How Academia Still Struggles With Sexual Harassment (buzzfeed.com)
New submitter Dr. Scatterplot writes: Richard Feynman is celebrated as a brilliant scientist and idiosyncratic character. He is also someone who today might be accused of sexual harassment. That is, if his students felt empowered to report him. Whether his department would have done anything back then is a different matter. How far should academic communities go to protect their intellectual capital, at the expense of further harm to their students, past and present? UC Berkeley and exoplanet astronomers are walking that line with prominent professor and exoplanet discoverer Geoff Marcy. "Four women alleged that Marcy repeatedly engaged in inappropriate physical behavior with students, including unwanted massages, kisses, and groping. As a result of the findings, the women were informed, Marcy has been given 'clear expectations concerning his future interactions with students,' which he must follow or risk 'sanctions that could include suspension or dismissal.''
"How far should academic communities go to protect their intellectual capital, at the expense of further harm to their students, past and present?"
As a male university professor, my answer to this is very clear. We should not protect them. For many reasons:
1/ You begin brilliant does not mean you can do whatever you want.
2/ For most of us, we can do our research from a prison cell.
3/ Our students are the main product of academic life. We all love to believe that our research is the most important. But realistically we have the opportunity to touch the mind (the mind I said!) of hundreds of students each year. They will be our legacy, let's make it good one!
Because sexuality and talent in any given academic discipline are independent variables, academia has to deal with various kinds of harassment in exactly the same way as any other place of work. Unfortunately it is unable to, because campuses are increasingly being colonized by the sort of toxic misandrists who could not find a job anywhere else, and so are making academia their private fiefdom. So long as their definition of harassment is "anything that men like," the Feynmans of the future will have to find homes in private research institutes.
Case dismissed. Why does this trash keep getting posted here.
BeauHD. Worst editor since kdawson.
"when he was a young, boyish looking professor at Cornell, Feynman used to pretend to be a student so he could ask undergraduate women out .. Feynman .. trying to get women in bars to sleep with him .. documented affairs with two married women"
.. that were considered acceptable or amusing in 1950 would quite rightly cause instant outrage in 2014."
Have these fragile flowers ever thought of saying no to sexual advances. What Feynman does/did with his dick - as long as it's between consenting adults - is nobody's business except his.

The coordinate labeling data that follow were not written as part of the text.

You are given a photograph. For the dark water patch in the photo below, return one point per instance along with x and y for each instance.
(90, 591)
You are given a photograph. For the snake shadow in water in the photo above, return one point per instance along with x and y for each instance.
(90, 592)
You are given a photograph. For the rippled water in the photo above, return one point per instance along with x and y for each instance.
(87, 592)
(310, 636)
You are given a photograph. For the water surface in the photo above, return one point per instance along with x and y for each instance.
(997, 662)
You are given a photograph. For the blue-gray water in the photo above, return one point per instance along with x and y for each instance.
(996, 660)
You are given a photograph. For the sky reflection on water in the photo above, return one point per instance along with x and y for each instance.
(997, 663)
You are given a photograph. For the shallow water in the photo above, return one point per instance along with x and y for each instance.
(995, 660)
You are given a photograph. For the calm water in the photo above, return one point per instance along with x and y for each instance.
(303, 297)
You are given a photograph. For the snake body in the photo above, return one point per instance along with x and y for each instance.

"It's not surprising to find these anecdotes disturbing and even offensive"
Well then, don't read about them.
"the propensity to lie on the beach and watch girls"
OH, shock horror !
"actions
No they wouldn't, it's just that the political-correctness-feminista dictatorship would try and get you fired if you say any different.
Richard Feynman, sexism and changing perceptions of a scientific icon
In the context of this case, I quite agree.

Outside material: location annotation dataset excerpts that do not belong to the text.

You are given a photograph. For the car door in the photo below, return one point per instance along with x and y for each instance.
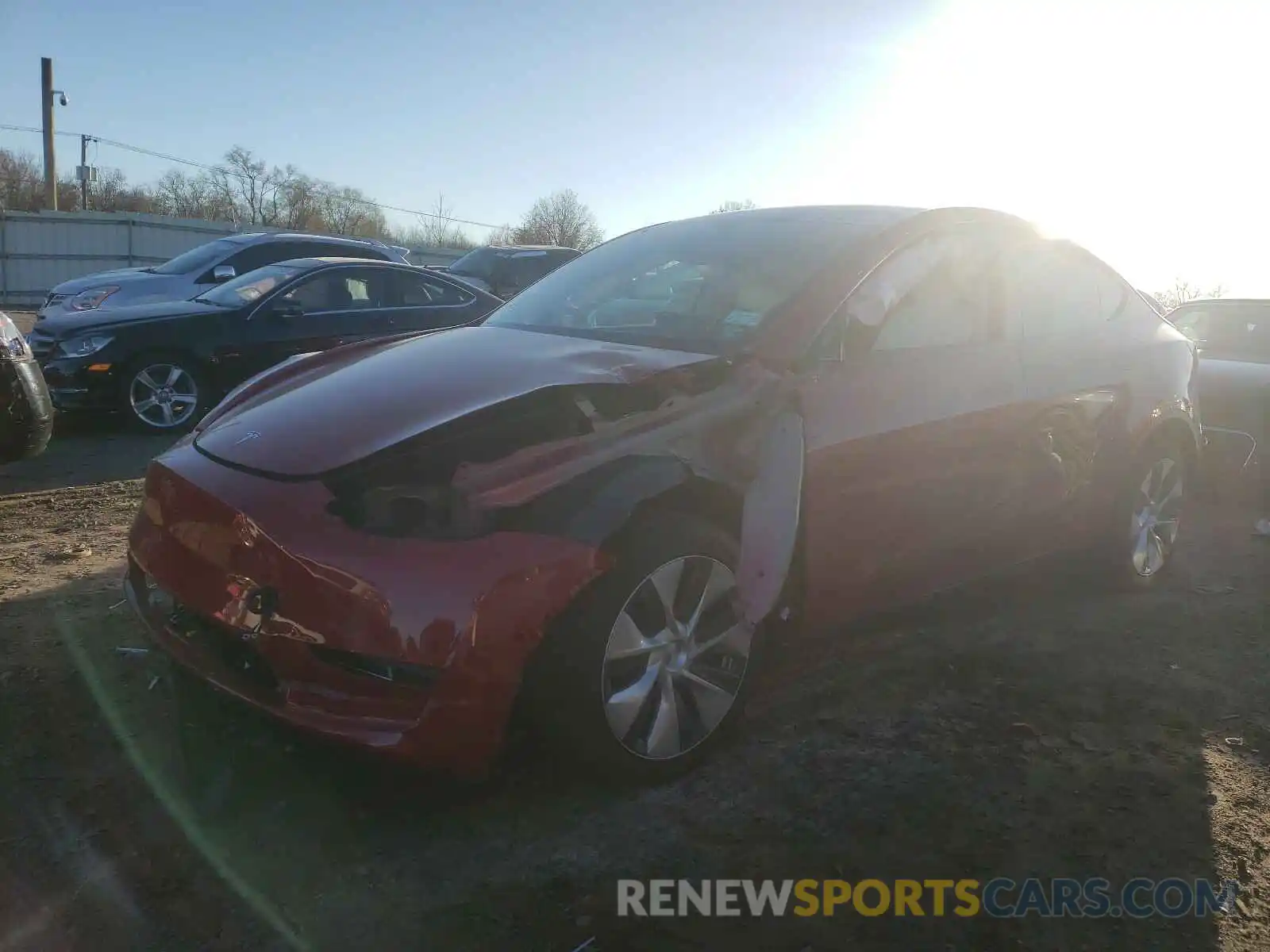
(1233, 340)
(321, 310)
(912, 427)
(421, 301)
(1064, 305)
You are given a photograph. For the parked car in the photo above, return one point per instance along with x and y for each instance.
(506, 271)
(164, 365)
(1233, 340)
(595, 520)
(25, 412)
(203, 268)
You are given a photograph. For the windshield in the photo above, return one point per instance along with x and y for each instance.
(476, 264)
(249, 287)
(198, 259)
(702, 285)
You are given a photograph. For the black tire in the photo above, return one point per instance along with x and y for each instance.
(1130, 568)
(567, 679)
(158, 366)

The professor is in a position of power, or at least respect, in an organization like a university. He shouldn't be hitting on the students. Period.
I know there is a long history of professors banging co-eds, and sometimes that's fully consensual between adults, but even so, professors should not be playing cat and mouse intimacy with their peers let alone their students. This is a workplace matter, not a mating dance. If a woman does want to get busy with a professor, and is playing a coy game with him, who cares? It isn't unmanly for him to refuse to play the game, it's professional for him to refuse to become involved. Surely a professor should not be taking a page from the caveman manual on intergender relationships to justify his pursuit.

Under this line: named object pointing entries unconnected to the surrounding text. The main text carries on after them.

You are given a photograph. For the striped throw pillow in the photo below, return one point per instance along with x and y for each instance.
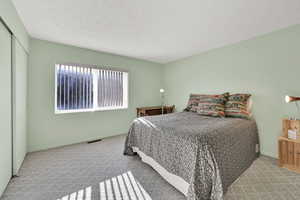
(209, 105)
(236, 106)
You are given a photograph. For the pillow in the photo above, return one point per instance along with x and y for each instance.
(209, 105)
(238, 106)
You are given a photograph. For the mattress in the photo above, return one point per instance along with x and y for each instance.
(208, 153)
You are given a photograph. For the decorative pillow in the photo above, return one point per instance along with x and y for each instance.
(237, 106)
(210, 105)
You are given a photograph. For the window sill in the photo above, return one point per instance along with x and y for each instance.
(90, 110)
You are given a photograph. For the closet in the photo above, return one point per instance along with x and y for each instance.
(6, 146)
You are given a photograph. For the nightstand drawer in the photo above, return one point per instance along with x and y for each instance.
(297, 154)
(291, 153)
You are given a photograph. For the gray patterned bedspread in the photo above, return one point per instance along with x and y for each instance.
(207, 152)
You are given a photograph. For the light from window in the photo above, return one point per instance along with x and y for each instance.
(83, 89)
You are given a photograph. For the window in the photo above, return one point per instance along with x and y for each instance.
(82, 89)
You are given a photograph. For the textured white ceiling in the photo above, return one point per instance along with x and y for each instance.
(155, 30)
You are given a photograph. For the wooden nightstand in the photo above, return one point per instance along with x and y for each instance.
(289, 149)
(154, 110)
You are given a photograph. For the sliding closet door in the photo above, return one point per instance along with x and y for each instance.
(5, 108)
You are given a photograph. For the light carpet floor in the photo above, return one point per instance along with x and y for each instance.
(99, 171)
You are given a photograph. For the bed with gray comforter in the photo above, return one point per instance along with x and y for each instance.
(209, 153)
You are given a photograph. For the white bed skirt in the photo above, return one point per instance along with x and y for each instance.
(179, 183)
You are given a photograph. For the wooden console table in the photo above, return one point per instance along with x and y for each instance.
(154, 110)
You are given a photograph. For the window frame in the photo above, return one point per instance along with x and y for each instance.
(95, 108)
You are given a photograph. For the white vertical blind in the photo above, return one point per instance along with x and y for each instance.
(87, 89)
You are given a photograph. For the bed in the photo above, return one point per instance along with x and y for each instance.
(200, 156)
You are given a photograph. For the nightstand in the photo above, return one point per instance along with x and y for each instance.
(289, 149)
(154, 110)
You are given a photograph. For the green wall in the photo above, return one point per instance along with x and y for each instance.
(12, 19)
(46, 130)
(268, 67)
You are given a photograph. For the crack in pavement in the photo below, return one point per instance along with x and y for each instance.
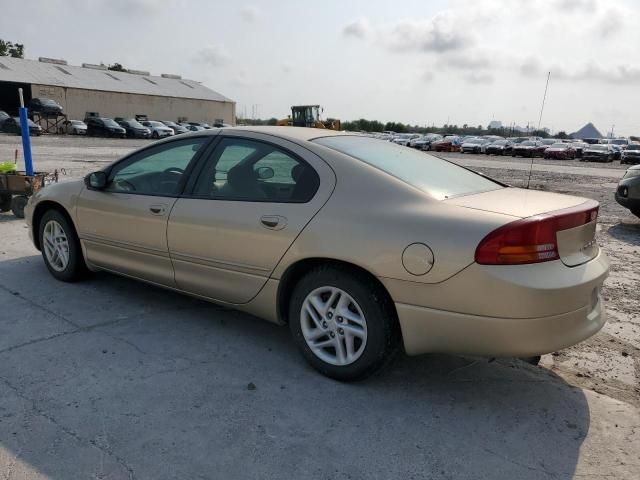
(69, 432)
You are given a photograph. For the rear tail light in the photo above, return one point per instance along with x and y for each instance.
(533, 239)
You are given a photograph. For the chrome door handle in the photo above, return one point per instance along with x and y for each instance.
(273, 222)
(158, 209)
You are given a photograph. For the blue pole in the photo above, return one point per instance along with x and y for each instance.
(26, 140)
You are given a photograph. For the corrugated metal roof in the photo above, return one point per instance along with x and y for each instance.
(41, 73)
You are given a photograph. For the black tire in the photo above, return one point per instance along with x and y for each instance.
(535, 360)
(76, 268)
(17, 205)
(5, 202)
(383, 332)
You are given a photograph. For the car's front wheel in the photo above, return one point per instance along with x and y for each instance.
(343, 323)
(61, 247)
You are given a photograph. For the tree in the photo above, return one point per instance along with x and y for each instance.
(9, 49)
(116, 67)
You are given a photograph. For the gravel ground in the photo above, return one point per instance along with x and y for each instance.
(113, 379)
(610, 361)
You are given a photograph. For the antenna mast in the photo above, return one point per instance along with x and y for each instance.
(544, 97)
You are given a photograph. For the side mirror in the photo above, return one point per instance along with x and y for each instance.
(265, 173)
(96, 180)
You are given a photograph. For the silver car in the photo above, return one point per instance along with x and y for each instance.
(158, 129)
(363, 248)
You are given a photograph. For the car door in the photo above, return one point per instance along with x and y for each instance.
(123, 226)
(253, 196)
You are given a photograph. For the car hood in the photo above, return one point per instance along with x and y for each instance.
(517, 202)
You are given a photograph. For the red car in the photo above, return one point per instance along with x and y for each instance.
(560, 151)
(450, 143)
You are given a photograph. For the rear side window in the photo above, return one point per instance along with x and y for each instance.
(434, 176)
(252, 171)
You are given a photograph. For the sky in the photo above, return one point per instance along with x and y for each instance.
(418, 62)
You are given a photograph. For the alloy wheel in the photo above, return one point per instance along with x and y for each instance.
(56, 246)
(333, 326)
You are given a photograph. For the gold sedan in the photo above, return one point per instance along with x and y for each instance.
(361, 246)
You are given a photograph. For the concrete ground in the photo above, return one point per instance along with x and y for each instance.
(113, 379)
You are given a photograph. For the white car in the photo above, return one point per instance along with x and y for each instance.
(74, 127)
(404, 138)
(158, 129)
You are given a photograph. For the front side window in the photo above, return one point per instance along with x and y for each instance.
(246, 170)
(155, 171)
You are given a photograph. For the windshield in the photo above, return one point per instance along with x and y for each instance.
(432, 175)
(108, 122)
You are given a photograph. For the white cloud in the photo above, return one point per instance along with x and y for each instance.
(358, 29)
(250, 14)
(437, 34)
(214, 55)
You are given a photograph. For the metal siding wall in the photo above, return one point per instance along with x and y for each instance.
(77, 102)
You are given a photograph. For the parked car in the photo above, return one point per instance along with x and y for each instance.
(628, 191)
(45, 106)
(204, 125)
(631, 154)
(499, 147)
(134, 128)
(617, 151)
(579, 148)
(528, 148)
(598, 153)
(104, 127)
(12, 125)
(74, 127)
(404, 138)
(424, 142)
(451, 261)
(450, 143)
(177, 129)
(158, 129)
(560, 151)
(193, 128)
(473, 145)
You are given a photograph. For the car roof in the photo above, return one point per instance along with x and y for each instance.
(289, 133)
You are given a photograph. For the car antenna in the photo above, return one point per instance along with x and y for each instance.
(544, 97)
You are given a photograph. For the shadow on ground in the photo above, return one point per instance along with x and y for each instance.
(114, 379)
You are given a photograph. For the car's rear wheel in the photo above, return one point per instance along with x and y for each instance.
(343, 323)
(61, 247)
(535, 360)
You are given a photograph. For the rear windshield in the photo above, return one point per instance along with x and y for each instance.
(432, 175)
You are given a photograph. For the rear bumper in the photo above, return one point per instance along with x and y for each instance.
(426, 330)
(519, 310)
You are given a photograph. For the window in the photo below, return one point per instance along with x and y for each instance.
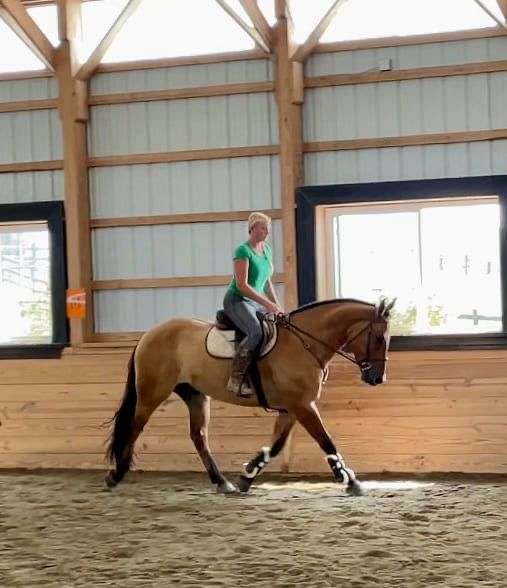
(436, 245)
(32, 280)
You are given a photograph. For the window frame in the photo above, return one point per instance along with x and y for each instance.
(310, 197)
(51, 213)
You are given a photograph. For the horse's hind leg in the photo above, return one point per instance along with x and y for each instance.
(311, 420)
(138, 404)
(283, 427)
(199, 410)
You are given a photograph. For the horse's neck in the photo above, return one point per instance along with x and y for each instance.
(330, 324)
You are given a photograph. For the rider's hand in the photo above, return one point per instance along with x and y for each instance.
(274, 308)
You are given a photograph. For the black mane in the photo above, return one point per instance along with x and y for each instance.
(311, 305)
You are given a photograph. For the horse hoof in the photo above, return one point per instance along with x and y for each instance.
(354, 488)
(244, 484)
(109, 481)
(227, 487)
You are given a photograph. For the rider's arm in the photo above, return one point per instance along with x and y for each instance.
(271, 293)
(241, 274)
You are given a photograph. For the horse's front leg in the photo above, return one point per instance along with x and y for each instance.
(311, 420)
(283, 426)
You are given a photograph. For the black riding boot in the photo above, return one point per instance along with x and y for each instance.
(239, 382)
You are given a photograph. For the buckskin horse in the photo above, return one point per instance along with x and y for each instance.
(172, 357)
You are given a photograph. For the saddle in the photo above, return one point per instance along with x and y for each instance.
(223, 337)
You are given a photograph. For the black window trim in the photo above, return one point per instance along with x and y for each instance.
(53, 214)
(309, 197)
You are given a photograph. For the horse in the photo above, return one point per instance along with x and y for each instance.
(172, 357)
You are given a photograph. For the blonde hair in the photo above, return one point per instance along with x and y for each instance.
(258, 217)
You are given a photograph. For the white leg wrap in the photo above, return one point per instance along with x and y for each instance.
(266, 456)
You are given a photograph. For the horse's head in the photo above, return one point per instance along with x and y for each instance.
(369, 343)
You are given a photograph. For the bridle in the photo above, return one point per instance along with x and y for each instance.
(283, 320)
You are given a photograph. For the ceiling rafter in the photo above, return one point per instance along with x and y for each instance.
(492, 14)
(17, 18)
(503, 7)
(261, 25)
(87, 69)
(305, 50)
(254, 34)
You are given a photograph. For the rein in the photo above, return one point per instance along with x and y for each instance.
(283, 320)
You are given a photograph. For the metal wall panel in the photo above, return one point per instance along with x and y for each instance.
(183, 76)
(411, 56)
(411, 107)
(173, 125)
(192, 249)
(30, 136)
(406, 163)
(243, 183)
(31, 89)
(31, 187)
(138, 310)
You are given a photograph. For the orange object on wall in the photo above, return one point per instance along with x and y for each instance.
(76, 303)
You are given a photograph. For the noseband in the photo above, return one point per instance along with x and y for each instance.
(283, 320)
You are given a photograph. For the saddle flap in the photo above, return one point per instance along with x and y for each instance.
(223, 322)
(220, 342)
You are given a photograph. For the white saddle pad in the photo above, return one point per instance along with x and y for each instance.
(220, 344)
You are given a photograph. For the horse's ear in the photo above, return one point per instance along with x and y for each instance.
(380, 307)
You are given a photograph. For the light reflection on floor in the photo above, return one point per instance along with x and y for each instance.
(367, 485)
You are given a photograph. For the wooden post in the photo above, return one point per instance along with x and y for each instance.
(289, 95)
(73, 111)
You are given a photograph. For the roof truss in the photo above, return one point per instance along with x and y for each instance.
(17, 18)
(252, 31)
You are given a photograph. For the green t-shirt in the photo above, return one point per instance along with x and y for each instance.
(260, 267)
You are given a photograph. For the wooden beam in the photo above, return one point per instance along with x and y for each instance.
(251, 31)
(308, 46)
(179, 93)
(415, 73)
(380, 42)
(491, 14)
(27, 166)
(191, 155)
(180, 218)
(261, 25)
(17, 18)
(291, 158)
(176, 282)
(405, 141)
(24, 105)
(25, 75)
(73, 115)
(164, 62)
(88, 68)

As a manager, I don't get to give my female employees massages, and I'd demur even if a particularly attractive one straight up asked me to. Why? Because the workplace is the wrong place for that and I have a substantial effect on her career if we were to get involved or if there was even the suggestion that we were involved. So why are professors supposed to be special? Do they have no professional ethics?
All that should be necessary is that there are witnesses to the behavior. The woman herself shouldn't even need to come forward if third parties can vouch for it.
I admit that there is a potential for issues when anonymous claims are made. There does need to be a way of dealing with that fairly and honestly. You should be allowed to face your accuser if accused of such a crime, but at the same time, there has to be understanding that the victims are in a difficult position.